Where would the government find the £12.1 billion it would lose if smokers all quit tobacco? Is it right that the government will only protect people if it is financially prudent to do so?
The Regulation of E-Cigarettes
As tax revenues fall as more and more smokers switch to electronic cigarettes, it will become necessary for the government to regulate and therefore be able to tax electronic cigarettes and e-liquid. It is likely that regulation will mean the demise of smaller manufacturers making and selling e-cigarettes.
This won’t be about protection for the public, the government have already proven that they have no interest in protecting smokers from themselves. It is going to become necessary for the UK government to regulate e-cigarettes in order to tax their use and recover lost tobacco duty revenues.
Competitors of E-Cigarettes
Increased e-cigarette usage will mainly affect both the tobacco and the smoking cessation markets. Nicotine patches and gum don’t give the user the same satisfying hit of nicotine when used. The tobacco suppliers don’t want to lose customers to e-cigarettes, however, they can’t present a credible argument based on health concerns.
It is believed in some quarters that the tobacco companies are quietly supporting the smoking cessation industries campaign against e-cigarettes.

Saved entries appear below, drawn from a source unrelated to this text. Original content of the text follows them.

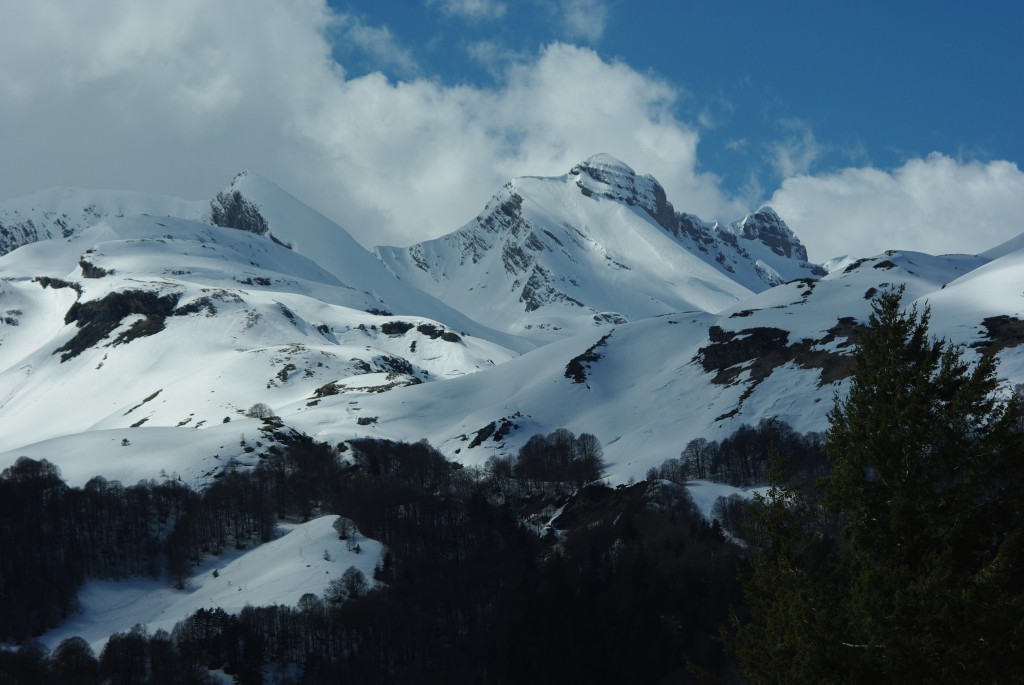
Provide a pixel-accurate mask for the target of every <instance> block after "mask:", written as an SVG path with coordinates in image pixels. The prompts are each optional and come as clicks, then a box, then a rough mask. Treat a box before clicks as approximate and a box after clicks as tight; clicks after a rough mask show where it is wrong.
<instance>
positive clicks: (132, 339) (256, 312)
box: [0, 154, 1024, 649]
mask: <svg viewBox="0 0 1024 685" xmlns="http://www.w3.org/2000/svg"><path fill="white" fill-rule="evenodd" d="M674 200H675V201H676V202H678V203H681V204H682V203H683V202H684V199H674ZM395 202H400V198H398V197H396V198H395ZM964 230H971V226H964ZM894 247H896V246H894ZM0 254H2V256H0V426H2V429H0V469H5V468H8V467H11V466H12V465H14V464H15V463H16V461H17V460H18V459H19V458H23V457H28V458H31V459H34V460H43V459H45V460H47V461H49V462H51V463H52V464H54V465H56V466H57V467H58V468H59V472H60V475H61V477H62V478H63V479H65V480H66V481H67V483H68V484H69V485H71V486H83V485H85V483H86V482H88V481H89V480H90V479H91V478H93V477H94V476H97V475H101V476H103V477H104V478H108V479H110V480H115V479H116V480H119V481H121V482H123V483H135V482H137V481H139V480H144V479H157V480H159V479H161V478H170V479H176V480H179V481H181V482H183V483H185V484H187V485H189V486H190V487H194V488H197V489H202V488H203V487H206V486H208V485H209V484H210V483H213V482H215V481H216V480H217V479H218V478H220V477H221V476H223V475H224V474H225V473H228V472H231V471H233V470H239V469H246V468H250V467H255V466H256V465H257V464H258V463H259V462H260V460H261V459H263V458H265V456H266V455H267V453H268V451H270V449H272V448H273V447H274V446H275V445H281V444H282V443H283V442H286V441H288V440H289V439H293V438H294V437H295V436H308V437H310V438H312V439H314V440H316V441H322V442H326V443H328V444H330V445H333V446H336V447H338V448H339V449H341V451H342V453H344V451H345V448H346V445H347V444H348V443H349V442H350V441H352V440H355V439H360V438H367V437H371V438H386V439H389V440H396V441H403V442H417V441H419V440H422V439H426V440H427V441H428V442H429V443H430V445H432V446H433V447H435V448H436V449H437V451H439V452H440V453H441V454H442V455H443V456H444V457H446V458H447V459H450V460H452V461H455V462H457V463H459V464H462V465H465V466H467V467H482V466H483V465H484V464H486V463H487V461H488V459H490V458H494V457H504V456H510V455H514V454H515V453H516V452H517V451H518V449H519V448H520V447H522V446H523V445H524V444H525V443H526V442H527V440H528V439H529V438H530V437H531V436H535V435H537V434H547V433H550V432H552V431H555V430H556V429H559V428H566V429H568V430H570V431H572V432H573V433H574V434H583V433H587V434H591V435H594V436H596V438H597V440H598V441H599V442H600V444H601V447H602V448H603V459H604V464H605V468H604V478H605V479H606V481H607V482H608V483H609V484H610V485H620V484H626V483H629V482H631V481H633V480H640V479H642V478H643V477H644V474H645V473H647V471H648V470H649V469H650V468H652V467H656V466H658V465H659V464H662V463H663V462H665V461H666V460H667V459H670V458H674V457H678V456H679V455H680V452H681V451H682V449H683V448H684V446H685V445H686V444H687V443H688V442H689V441H690V440H693V439H694V438H700V437H702V438H707V439H710V440H720V439H723V438H725V437H727V436H729V435H731V434H733V433H734V432H735V431H736V429H737V428H739V427H740V426H742V425H744V424H748V425H757V424H759V423H760V422H761V421H762V420H765V419H777V420H779V421H783V422H785V423H787V424H788V425H791V426H792V427H793V428H794V429H796V430H797V431H800V432H812V431H823V430H825V429H826V428H827V414H828V412H829V410H830V409H831V408H833V405H834V401H835V398H836V397H837V396H838V395H843V394H844V393H845V390H846V388H847V387H848V384H849V378H850V375H851V373H852V363H851V357H850V354H851V352H852V349H853V347H854V344H855V343H856V341H857V338H858V335H859V334H860V332H861V331H862V329H863V326H864V325H865V323H866V320H867V317H868V315H869V313H870V311H871V299H872V298H873V297H874V296H876V295H877V294H879V293H880V292H884V291H886V290H888V289H894V288H897V287H899V286H904V287H905V295H904V303H905V304H906V305H907V306H910V305H912V304H914V303H916V304H918V305H919V306H920V307H922V308H923V307H924V306H925V305H926V304H927V305H928V306H930V307H931V312H932V318H931V328H932V332H933V334H935V335H937V336H939V337H943V338H946V339H949V340H950V341H952V342H953V343H954V344H956V345H958V346H962V348H963V349H964V350H965V353H966V354H967V356H968V358H969V359H973V358H977V356H978V355H980V354H981V353H982V352H984V351H985V350H991V351H994V352H995V353H996V354H997V356H998V359H999V366H998V372H999V376H1000V378H1001V379H1005V381H1006V383H1005V385H1006V388H1007V391H1008V392H1009V391H1010V389H1012V388H1013V387H1015V386H1016V385H1018V384H1021V383H1024V233H1022V234H1021V236H1019V237H1018V238H1016V239H1014V240H1012V241H1010V242H1008V243H1006V244H1004V245H999V246H993V247H992V249H990V250H988V251H987V252H984V253H981V254H977V255H930V254H925V253H921V252H906V251H890V252H886V253H884V254H880V255H862V256H858V258H854V257H843V258H838V259H836V260H833V261H830V262H828V263H827V264H814V263H811V262H810V261H808V256H807V252H806V250H805V248H804V246H803V245H802V244H801V242H800V240H799V238H798V237H797V236H796V234H794V232H793V231H792V230H791V229H790V228H788V227H787V226H786V224H785V222H784V220H783V218H782V217H779V216H778V215H777V214H776V213H775V212H774V211H773V210H772V209H771V208H769V207H762V208H760V209H758V210H757V211H754V212H752V213H751V214H748V215H746V216H743V217H740V218H738V219H736V220H735V221H733V222H731V223H717V222H708V221H705V220H702V219H700V218H698V217H696V216H693V215H692V214H687V213H685V212H682V211H679V210H677V209H676V207H674V205H673V204H672V203H671V202H670V201H669V199H668V198H667V197H666V191H665V189H664V188H663V186H662V185H660V184H659V183H658V182H657V180H655V179H654V178H652V177H651V176H648V175H641V174H638V173H636V172H634V170H633V169H631V168H630V167H629V166H627V165H626V164H625V163H623V162H621V161H618V160H616V159H614V158H612V157H610V156H608V155H604V154H599V155H595V156H594V157H591V158H590V159H588V160H585V161H583V162H581V163H580V164H578V165H575V166H574V167H572V168H571V169H569V170H567V172H566V173H565V174H564V175H561V176H557V177H521V178H515V179H512V180H510V181H509V182H508V183H506V184H505V185H504V186H503V187H501V188H499V189H498V190H497V192H496V194H495V195H494V197H493V198H492V199H490V201H489V202H488V203H487V204H486V206H485V207H484V208H483V209H482V211H481V212H480V214H479V215H478V216H477V217H475V218H474V219H472V220H471V221H469V222H468V223H466V224H465V225H464V226H462V227H460V228H458V229H456V230H454V231H453V232H451V233H447V234H445V236H442V237H440V238H437V239H435V240H430V241H426V242H423V243H419V244H416V245H412V246H408V247H376V248H374V249H373V250H368V249H366V248H365V247H362V246H360V245H359V244H358V243H356V242H355V241H354V240H353V239H352V238H351V237H350V236H349V234H348V233H347V232H346V231H345V229H344V228H342V227H341V226H339V225H337V224H336V223H334V222H333V221H331V220H330V219H328V218H327V217H325V216H324V215H322V214H319V213H318V212H317V211H315V210H314V209H312V208H309V207H307V206H305V205H303V204H302V203H300V202H299V201H297V200H296V199H295V198H293V197H292V196H291V195H289V194H288V192H287V191H285V190H284V189H282V188H280V187H278V186H276V185H274V184H273V183H272V182H270V181H269V180H266V179H264V178H261V177H259V176H257V175H254V174H252V173H241V174H239V175H238V176H237V177H236V178H234V179H233V181H231V183H230V184H229V185H228V186H227V187H226V188H224V190H223V191H221V192H219V194H217V196H216V197H215V198H213V199H211V200H207V201H185V200H179V199H174V198H166V197H157V196H145V195H139V194H131V192H122V191H105V190H86V189H75V188H54V189H49V190H43V191H40V192H37V194H35V195H32V196H29V197H26V198H22V199H18V200H13V201H8V202H5V203H2V204H0ZM257 404H265V405H266V406H267V408H268V409H269V410H270V414H272V416H273V417H276V418H275V419H274V420H273V421H272V422H269V423H268V422H267V421H266V420H265V419H266V417H265V416H260V417H258V418H255V417H253V416H251V415H252V414H253V412H252V411H250V410H251V408H253V406H254V405H257ZM690 489H691V494H692V496H693V497H694V499H695V500H696V501H697V504H698V505H700V506H701V508H702V510H703V513H705V515H708V513H709V511H710V509H711V505H712V503H713V502H714V498H715V497H717V496H718V495H721V494H728V493H729V491H733V490H730V489H729V488H725V486H714V487H713V486H712V485H711V484H709V483H703V484H694V485H691V486H690ZM290 525H291V527H289V528H288V529H289V530H290V532H288V534H286V536H283V537H281V538H279V539H278V540H274V541H272V542H270V543H267V545H276V546H278V548H276V549H278V551H276V552H269V551H267V550H266V547H267V545H264V546H262V547H257V548H255V549H253V550H251V551H248V552H246V553H241V552H239V553H237V554H236V556H234V557H232V560H230V561H229V563H230V564H234V568H233V571H232V572H233V576H234V577H236V579H237V585H236V586H234V587H233V588H231V589H230V591H228V586H229V585H230V584H229V583H227V581H226V580H224V579H221V580H216V579H215V580H207V581H206V582H204V583H203V584H202V585H194V586H193V587H194V592H193V594H191V595H189V596H187V597H185V599H182V596H181V595H180V594H179V593H178V594H176V593H175V591H174V590H173V589H170V588H167V584H166V583H163V584H161V583H160V582H148V581H147V582H146V583H155V584H156V585H155V586H154V587H153V588H151V587H150V586H144V587H142V586H139V585H138V584H135V585H131V584H128V585H126V584H118V583H108V584H91V585H89V586H87V588H88V590H87V591H86V592H85V593H84V594H83V596H82V603H83V605H84V607H85V608H86V611H85V613H84V614H82V616H81V617H79V618H76V619H75V623H73V624H71V625H62V626H61V627H59V628H58V629H56V630H55V631H53V632H51V633H48V634H46V636H45V640H46V641H47V643H48V644H51V646H53V645H55V644H56V643H57V642H59V640H60V639H62V638H63V637H68V636H70V635H85V636H86V640H87V642H89V643H90V644H93V645H94V646H95V648H96V649H99V648H101V645H102V641H103V640H104V639H105V637H106V636H108V635H109V634H110V633H112V632H114V631H117V630H127V629H128V628H130V627H131V626H132V625H134V624H136V623H143V624H148V625H150V626H151V627H153V626H157V627H163V628H165V629H167V630H170V629H171V628H172V627H173V626H174V623H175V622H176V620H179V619H181V618H182V617H183V616H184V615H186V614H187V613H188V612H189V611H194V610H196V609H198V608H201V607H203V606H211V605H216V606H223V607H225V608H228V609H229V610H239V609H241V607H242V606H243V605H244V604H245V603H252V604H261V603H262V604H267V603H273V602H286V603H294V602H296V601H297V600H298V599H299V595H301V594H302V592H305V591H310V592H322V591H323V590H324V586H326V584H327V581H328V580H330V577H331V575H330V574H331V572H333V571H332V570H331V568H330V567H329V566H330V564H328V560H327V557H329V556H334V557H336V558H337V557H343V556H344V555H346V554H350V552H348V551H345V550H342V549H341V546H338V548H337V549H335V548H334V547H333V546H335V545H337V536H334V534H333V531H332V530H331V529H330V527H331V526H330V525H327V526H325V525H324V522H323V521H322V520H319V519H313V520H311V521H309V522H306V523H294V524H290ZM375 545H376V544H374V543H372V541H368V542H367V543H364V548H365V550H364V556H362V557H360V558H359V561H358V562H355V561H353V562H352V563H353V564H354V565H356V566H358V565H359V564H362V565H365V566H366V569H365V570H366V572H367V573H368V574H369V573H370V572H371V571H372V569H373V567H374V564H375V563H376V562H377V561H378V559H379V556H380V554H381V551H380V546H379V545H378V546H375ZM325 547H331V549H332V551H331V554H330V555H329V554H328V553H327V551H325V553H324V557H325V560H323V561H322V560H321V558H319V557H321V554H319V552H321V550H323V549H325ZM305 548H308V549H305ZM260 550H262V552H260ZM310 550H312V551H313V555H312V556H309V553H310V552H309V551H310ZM257 553H259V554H261V555H262V556H261V557H260V558H259V559H257V558H256V556H255V555H256V554H257ZM247 559H248V561H247ZM353 559H354V557H353ZM227 563H228V562H225V561H223V560H221V561H219V562H218V565H219V566H220V567H221V568H222V569H224V568H226V566H225V564H227ZM274 563H276V564H283V565H285V566H287V567H288V569H289V573H291V574H290V575H289V574H286V575H285V576H283V577H287V579H288V580H287V581H284V580H280V579H279V580H274V579H271V577H269V576H268V571H267V570H266V569H267V567H268V564H270V565H272V564H274ZM247 564H248V565H247ZM336 565H337V564H336ZM345 565H348V562H345ZM325 568H327V571H326V574H325ZM197 572H199V571H197ZM300 572H302V573H307V575H306V576H303V577H306V580H305V581H301V582H299V581H297V580H296V577H297V576H296V573H300ZM313 574H315V576H314V575H313ZM221 575H223V576H225V577H226V576H227V575H229V573H227V572H223V571H222V573H221ZM241 579H244V580H241ZM198 583H199V582H198V581H197V584H198ZM225 583H226V585H224V584H225ZM197 588H198V589H197ZM243 588H245V590H244V592H242V594H241V595H240V594H239V592H241V591H243ZM129 595H130V596H131V597H132V598H134V599H131V600H130V601H129V599H126V598H127V597H128V596H129ZM143 596H144V597H145V599H142V597H143ZM156 596H162V597H165V599H164V600H156V599H154V597H156ZM112 598H119V599H112ZM189 598H190V599H189ZM136 600H137V601H136ZM129 604H130V605H131V606H134V607H136V609H138V610H137V611H135V609H132V610H128V609H126V608H125V607H126V606H129ZM139 607H144V610H143V609H141V608H139ZM104 611H105V613H104ZM132 611H135V612H134V613H133V612H132ZM119 622H120V623H119Z"/></svg>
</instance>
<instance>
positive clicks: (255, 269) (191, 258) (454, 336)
mask: <svg viewBox="0 0 1024 685" xmlns="http://www.w3.org/2000/svg"><path fill="white" fill-rule="evenodd" d="M83 264H85V265H86V266H83ZM85 271H88V272H90V273H92V274H93V277H85ZM100 273H101V274H102V275H98V276H97V274H100ZM0 276H2V279H3V280H2V281H0V308H2V310H3V311H4V312H5V313H4V318H3V320H4V322H5V323H4V324H3V325H2V326H0V425H4V426H16V427H17V429H16V430H5V431H0V452H3V451H8V449H10V451H13V452H11V453H10V455H11V456H12V457H13V456H15V453H17V452H18V451H19V449H20V451H22V453H25V452H26V451H25V449H23V447H24V446H25V445H30V444H32V443H36V442H45V441H48V440H54V439H57V438H61V437H65V436H77V435H80V434H85V433H91V432H93V431H112V430H113V431H122V432H121V433H118V435H119V436H122V437H128V438H129V441H130V442H132V443H134V442H136V438H135V436H134V435H130V434H124V433H123V431H124V429H131V431H139V430H145V429H154V427H163V428H167V427H169V428H176V429H178V430H180V431H185V432H187V431H195V430H196V429H197V428H199V427H202V428H207V427H209V426H211V425H214V424H221V423H223V422H224V420H225V419H227V420H238V419H239V418H241V413H242V412H243V411H244V410H245V409H247V408H249V406H250V405H252V404H253V403H255V402H258V401H261V402H266V403H267V404H269V405H270V406H271V408H274V409H276V408H279V406H283V405H289V404H296V405H297V406H298V408H299V409H297V410H296V411H301V409H302V408H304V406H305V405H306V403H308V402H313V401H315V398H316V394H317V391H319V392H321V393H329V392H336V391H337V389H336V387H337V386H336V385H334V384H339V385H341V386H351V387H359V388H366V389H368V390H366V391H367V392H383V391H387V390H389V389H391V388H394V387H397V386H400V385H403V384H413V383H430V382H431V381H434V380H435V379H437V380H439V379H444V378H449V377H452V376H458V375H462V374H467V373H474V372H476V371H478V370H480V369H483V368H486V367H489V366H493V365H496V363H501V362H503V361H505V360H506V359H508V358H509V357H511V356H512V355H513V354H514V353H513V352H511V351H509V350H507V349H505V348H503V347H501V346H499V345H496V344H494V343H490V342H487V341H485V340H481V339H479V338H473V337H470V336H463V335H460V334H458V333H456V332H455V331H452V330H451V329H449V328H447V327H445V326H443V325H442V324H439V323H437V322H433V320H432V319H428V318H425V317H421V316H385V315H378V314H373V313H369V312H368V311H365V309H366V308H368V307H369V305H371V304H372V303H374V302H375V300H374V297H373V296H372V295H370V294H368V293H366V292H364V291H360V290H353V289H351V288H347V287H345V286H343V285H342V284H340V283H339V282H338V280H337V279H336V277H335V276H334V275H332V274H331V273H329V272H327V271H326V270H324V269H322V268H319V267H317V266H316V265H315V264H313V263H312V262H311V261H309V260H308V259H306V258H304V257H302V256H301V255H298V254H296V253H295V252H294V251H291V250H288V249H286V248H284V247H281V246H279V245H276V244H274V243H272V242H270V241H268V240H266V239H264V238H261V237H259V236H254V234H252V233H248V232H245V231H241V230H236V229H230V228H220V227H216V226H210V225H207V224H201V223H195V222H189V221H184V220H180V219H168V218H156V217H151V216H139V217H126V218H123V219H113V220H110V221H104V222H101V223H99V224H96V225H94V226H92V227H89V228H86V229H84V230H82V231H80V232H79V233H77V234H76V236H73V237H72V238H70V239H63V240H55V241H43V242H39V243H35V244H32V245H29V246H26V247H24V248H22V249H19V250H17V251H15V252H13V253H10V254H8V255H5V256H3V257H0ZM40 276H42V277H43V280H38V279H39V277H40ZM46 279H56V280H57V281H47V280H46ZM66 284H70V285H66ZM76 289H77V290H76ZM79 291H81V292H79ZM139 294H143V295H144V296H143V295H139ZM76 311H77V312H79V313H78V314H77V320H72V314H73V313H74V312H76ZM90 332H94V333H92V335H91V337H90ZM104 333H105V335H103V334H104ZM93 338H95V339H93ZM351 411H352V412H355V411H357V410H356V408H354V406H353V408H352V409H351ZM133 426H134V428H132V427H133ZM161 435H162V438H161V439H162V440H164V441H166V443H167V444H166V446H167V449H168V451H170V452H172V453H174V454H178V445H177V444H175V443H176V442H177V441H178V440H179V439H180V440H181V441H182V442H186V443H187V442H188V441H189V440H190V439H191V438H186V437H185V436H184V435H182V436H181V438H174V437H171V436H170V435H169V434H167V433H162V434H161ZM72 439H73V440H74V439H77V438H72ZM119 439H120V438H119ZM214 441H216V442H218V444H220V443H223V440H222V439H218V440H214ZM234 442H236V444H238V442H237V440H236V441H234ZM234 451H236V452H241V447H239V446H236V447H234ZM71 452H72V454H74V453H76V452H78V451H77V449H72V451H71ZM125 454H126V453H125V452H124V451H121V452H117V451H115V453H113V454H110V455H109V457H108V459H109V460H113V461H115V462H117V461H119V460H120V459H121V458H122V457H123V456H125ZM215 454H219V455H220V457H221V458H227V457H230V456H231V455H229V454H224V453H223V452H222V451H213V452H206V453H205V454H203V455H195V457H194V461H197V462H198V461H199V458H200V457H205V458H211V457H212V456H213V455H215ZM0 461H2V460H0ZM11 461H12V460H11ZM53 461H55V462H56V461H57V460H55V459H54V460H53ZM161 461H162V460H160V459H157V458H154V460H153V464H157V463H158V462H161ZM167 461H169V463H167V464H161V465H160V467H159V468H166V469H167V470H168V471H171V470H174V471H178V472H189V473H195V472H198V473H199V474H200V475H202V474H205V473H206V472H207V471H208V469H206V468H205V467H203V468H200V469H197V468H196V466H195V465H182V464H178V463H177V461H176V459H174V460H167ZM58 465H59V466H61V468H65V469H66V470H68V469H67V467H66V466H65V464H59V463H58ZM94 466H95V467H96V468H98V467H99V464H94ZM112 466H113V465H112ZM153 475H155V474H153Z"/></svg>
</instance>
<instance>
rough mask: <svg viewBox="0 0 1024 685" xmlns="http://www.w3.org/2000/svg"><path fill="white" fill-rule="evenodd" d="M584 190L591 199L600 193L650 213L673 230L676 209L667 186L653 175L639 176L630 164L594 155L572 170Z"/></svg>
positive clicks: (656, 221) (600, 193) (571, 175)
mask: <svg viewBox="0 0 1024 685" xmlns="http://www.w3.org/2000/svg"><path fill="white" fill-rule="evenodd" d="M569 178H573V179H574V180H575V184H577V186H578V187H579V188H580V191H581V192H583V194H584V195H585V196H587V197H588V198H590V197H593V196H598V197H601V198H605V199H607V200H614V201H615V202H622V203H625V204H627V205H630V206H637V207H639V208H641V209H642V210H644V211H645V212H647V214H649V215H650V217H651V218H652V219H654V221H655V222H656V223H657V224H658V225H660V226H662V227H663V228H665V229H666V230H668V231H670V232H673V231H674V230H675V228H674V226H675V224H676V210H675V208H673V206H672V203H670V202H669V200H668V198H667V197H666V195H665V188H664V187H662V184H660V183H658V182H657V180H656V179H655V178H654V177H653V176H650V175H644V176H638V175H637V173H636V172H635V171H633V169H631V168H630V167H629V166H628V165H627V164H625V163H623V162H621V161H620V160H617V159H615V158H614V157H612V156H611V155H605V154H600V155H594V156H593V157H591V158H588V159H587V160H585V161H583V162H581V163H580V164H578V165H575V166H574V167H572V169H570V170H569Z"/></svg>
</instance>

Potential Regulation of E-Cigarettes
Telling the nation to give up smoking while being so reliant on the revenue it makes from cigarette sales sends a mixed message to the public. Applying duty to e-liquid isn’t going to be easy because it is quite easy to make your own from readily available ingredients. Just as we were warned about the dangers of smoking counterfeit cigarettes, manufacturers of e-liquid will no doubt try to “protect” the public from making their own.
During the heyday of cigarette smuggling most cigarettes were duty free “real” cigarettes rather than faked copies. Calling them fake allowed horror stories to be spread. It is probable that e-cigarettes will be regulated to one degree or another before the end of 2014. The important thing for the government is to find a way to effective tax e-liquid.
In spite of e-cigarettes being a healthier alternative to smoking, if they can’t be taxed then it is more likely that they will be banned instead. The government need to be able to tax e-liquid and electronic smoking devices otherwise they will end up losing too much revenue as smokers switch from tobacco to using the cheaper and more convenient devices. Taxation of e-liquid would go some way towards mitigating the gradual erosion of tobacco duty revenue.
The only way the government can control the loss of tobacco revenue will be to regulate electronic smoking devices.